Pop stares Billy down. “Don’t worry about me, mister, and get your hands off your hips. You kids need to learn to stand up straight.”
“Both of you could use better self-images,” Virginia adds.
Billy and Pop both burst a laughter pipe. There’s one thing those two have in common: poking fun at Mom’s self-help pop psychology. I never dare. Every week she tacks up a new self-help goal of the day onto the fridge. This week: “You must believe in your own mental discipline—do not rely on outside forces for motivation. You can do it yourself! Today’s goal: Sell one Rainbow vacuum cleaner with an Aquamate accessory.”
Unlike Pop, Mom doesn’t just dream, she takes action. She sells bagless Rainbow vacuum cleaners. The va
cuums use water rather than air to remove dirt. Virginia told me once that the founder of the business got the idea while trying to sweat off a hangover with a cup of coffee in the wee hours of the morning in the French Quarter. A municipal street-cleaning machine hummed by and turned a beer-soaked puke-laden Bourbon Street into a shiny red-brick road. Virginia got sucked into the business when a salesman demonstrated the vacuum on our living room carpet.
“WET DUST CAN’T FLY,” the salesman had shouted above the vacuum noise. This new-fangled technology not only removed dirt and hairballs from the carpet but also airborne dust, which supposedly helped Billy’s allergies. But what really drew Virginia into the fold was the notion of becoming an “independent business owner.”

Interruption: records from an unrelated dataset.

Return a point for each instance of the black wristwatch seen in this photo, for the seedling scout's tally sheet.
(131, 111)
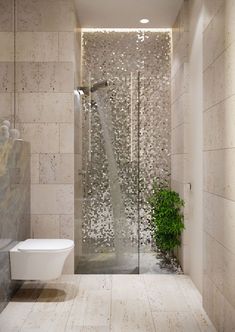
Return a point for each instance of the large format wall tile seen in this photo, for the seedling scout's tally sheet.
(14, 208)
(36, 46)
(56, 77)
(56, 168)
(66, 46)
(45, 107)
(6, 106)
(66, 138)
(219, 173)
(44, 137)
(7, 46)
(6, 77)
(7, 15)
(219, 124)
(219, 219)
(44, 15)
(44, 77)
(52, 199)
(45, 226)
(45, 54)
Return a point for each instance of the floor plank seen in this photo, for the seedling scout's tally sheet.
(130, 306)
(102, 303)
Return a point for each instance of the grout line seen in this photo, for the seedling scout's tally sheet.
(218, 195)
(210, 108)
(218, 149)
(222, 245)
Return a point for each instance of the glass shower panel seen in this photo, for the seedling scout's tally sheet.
(109, 176)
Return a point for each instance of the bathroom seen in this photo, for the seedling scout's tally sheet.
(98, 102)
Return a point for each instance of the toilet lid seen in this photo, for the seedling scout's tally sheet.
(45, 245)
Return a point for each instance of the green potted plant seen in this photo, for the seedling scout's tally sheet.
(167, 218)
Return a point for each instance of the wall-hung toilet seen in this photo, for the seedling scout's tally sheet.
(39, 259)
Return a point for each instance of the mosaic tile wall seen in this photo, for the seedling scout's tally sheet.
(118, 57)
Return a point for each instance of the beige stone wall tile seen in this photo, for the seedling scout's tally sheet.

Finding out my brother had quit after day one, I know for sure I’ll caddy this summer. I’ll show Pop I’m not anything like Billy, a burden I carry around my neck like a weight, always trying to lift more reps. Luckily, my brother set the bar ankle low.

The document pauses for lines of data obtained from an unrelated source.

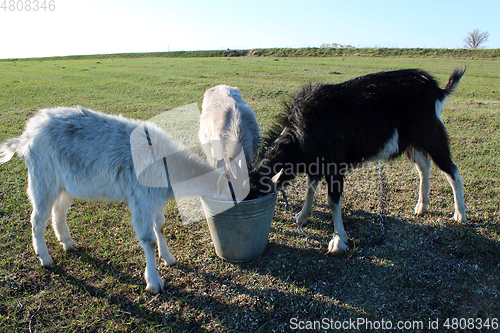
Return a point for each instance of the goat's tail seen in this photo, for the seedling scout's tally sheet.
(454, 80)
(8, 149)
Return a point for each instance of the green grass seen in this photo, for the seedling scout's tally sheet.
(426, 268)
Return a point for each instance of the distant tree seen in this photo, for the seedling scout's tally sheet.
(475, 39)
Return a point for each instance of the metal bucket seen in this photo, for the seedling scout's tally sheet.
(240, 233)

Virginia sticks two fingers in her mouth and wolf-whistles for a time-out. Chimney’s ears flatten, and she gallops out of the room. Mom’s whistle could wake you from a coma. “Enough from both of you two!” A light-year of hushed silence. “Ford’s caddying this summer.”

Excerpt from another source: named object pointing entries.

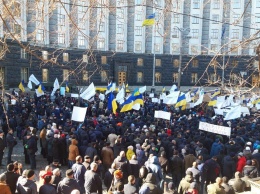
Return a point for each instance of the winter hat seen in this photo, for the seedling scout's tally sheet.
(2, 177)
(29, 173)
(118, 174)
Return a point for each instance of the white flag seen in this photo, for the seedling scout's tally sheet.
(89, 92)
(29, 85)
(233, 113)
(34, 80)
(142, 89)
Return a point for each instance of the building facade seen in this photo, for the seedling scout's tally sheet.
(99, 41)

“Is that right, Fordo?” Pop gives an approving nod. “Maybe they can let you play, too. You need to work on your golf game if you want to make the golf team this fall.”
When did I say anything about playing golf, let alone trying out for the high school team?
Billy can’t resist. “He’ll never make it through one round.”
“Patrick Walton is your age and caddies.” Pop sits down and pops a Stroh’s beer can (he seesaws between Stroh’s and Pabst, but a Western beer called Coors is making a run for his money). “He can’t weigh more than a sack of flour.”
“You’ll wish you were dead after about three holes.” Billy slashes his throat with his index finger.